Questo era dovuto allo stato di abbandono fisico ed emotivo in cui versava quando finalmente è stato dato in affido e poi in adozione. Ne ho parlato a lungo nel mio articolo precedente.

Questa volta vorrei parlare invece del pianto del mio bambino, anzi dei tanti tipi di pianto, di come ho imparato a riconoscerli e gestirli con amore.

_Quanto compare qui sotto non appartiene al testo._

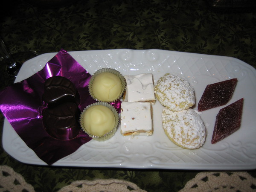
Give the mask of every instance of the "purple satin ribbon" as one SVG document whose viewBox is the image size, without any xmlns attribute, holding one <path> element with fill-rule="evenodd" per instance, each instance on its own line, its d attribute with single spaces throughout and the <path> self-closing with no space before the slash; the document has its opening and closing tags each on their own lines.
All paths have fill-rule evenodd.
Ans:
<svg viewBox="0 0 256 192">
<path fill-rule="evenodd" d="M 60 140 L 51 137 L 43 125 L 42 96 L 44 83 L 52 76 L 68 79 L 81 97 L 81 111 L 96 102 L 90 95 L 91 75 L 66 51 L 61 49 L 40 71 L 0 92 L 0 109 L 19 136 L 37 155 L 48 165 L 68 155 L 92 139 L 83 131 L 74 138 Z M 120 112 L 121 102 L 112 103 Z"/>
</svg>

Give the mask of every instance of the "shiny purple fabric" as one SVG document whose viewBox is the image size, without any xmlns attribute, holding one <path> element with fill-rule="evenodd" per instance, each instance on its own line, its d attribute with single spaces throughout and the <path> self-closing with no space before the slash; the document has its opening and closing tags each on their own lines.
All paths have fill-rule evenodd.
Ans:
<svg viewBox="0 0 256 192">
<path fill-rule="evenodd" d="M 95 102 L 88 89 L 91 75 L 63 49 L 41 71 L 0 92 L 0 109 L 6 118 L 28 146 L 49 165 L 73 153 L 91 140 L 81 129 L 73 139 L 60 140 L 51 137 L 44 129 L 42 117 L 45 107 L 42 101 L 44 83 L 54 76 L 65 77 L 76 87 L 81 111 Z M 112 104 L 119 112 L 120 103 L 119 101 Z"/>
</svg>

All’inizio, il mio bambino piangeva poco, un po’ perchè ancora lo stavamo “scongelando” e un po’ anche perché, forse, pensava che non piangendo e facendo “il bravo” lo avremmo accettato e tenuto con noi. La paura di essere spostato ancora e di dover perdere un’altra famiglia faceva 90!

Dal pianto disperato al pianto “normale”

Poi, dopo qualche mese, è arrivato all’improvviso il pianto notturno disperato ed incessante. Con il cuore in subbuglio abbiamo parlato con una brava psicologa infantile che ci ha fatto capire che il bambino stava sfogando i suoi traumi interiori. Questo era un pianto molto importante, anzi necessario per la guarigione della sua anima e quindi la cosa migliore da fare era lasciarlo sfogare, essere lì presenti senza stargli addosso. E così abbiamo fatto.

Una volta che le cose si sono pian piano normalizzate sono iniziati i pianti diciamo “normali” che hanno tutti i bambini.

“I neonati hanno bisogno di piangere almeno due ore al giorno”, dicevano le nonne, “per rinforzarsi i polmoni”. Una nonna hippy avrebbe detto che in realtà piangono per liberarsi del trauma della nascita, che mi convince molto di più.

Che potevo fare quando il pargolo piangeva? Prima di tutto analizzavo attentamente la situazione e controllavo che tutti i suoi bisogni fossero soddisfatti, soprattutto trattandosi di un bambino che era stato trascurato nei sui bisogni piu’ fondamentali. Una volta sicura che il piccolo fosse asciutto, nutrito, pulito e soprattutto sano e che non avesse paure o pene emotive da sfogare, la soluzione era solo una: lasciarlo piangere. Ci voleva tempo e pazienza, ma funzionava. Il bambino doveva sapere che gli ero vicino, perciò andava bene sia andare nella stanza accanto che rimanere nella stessa stanza e, per quando le urla erano più potenti e i singhiozzi tanto insistenti e penosi, la pediatra mi ha dato un consiglio davvero inaspettato e per me molto insolito: mi ha suggerito di mettermi i tappi per le orecchie!  Ero in stato di shock quando me l’ha proposto, ma poi per disperazione ho provato. E ha funzionato: il pianto si sente comunque, ma almeno non va diritto al cuore e al cervello di mamma.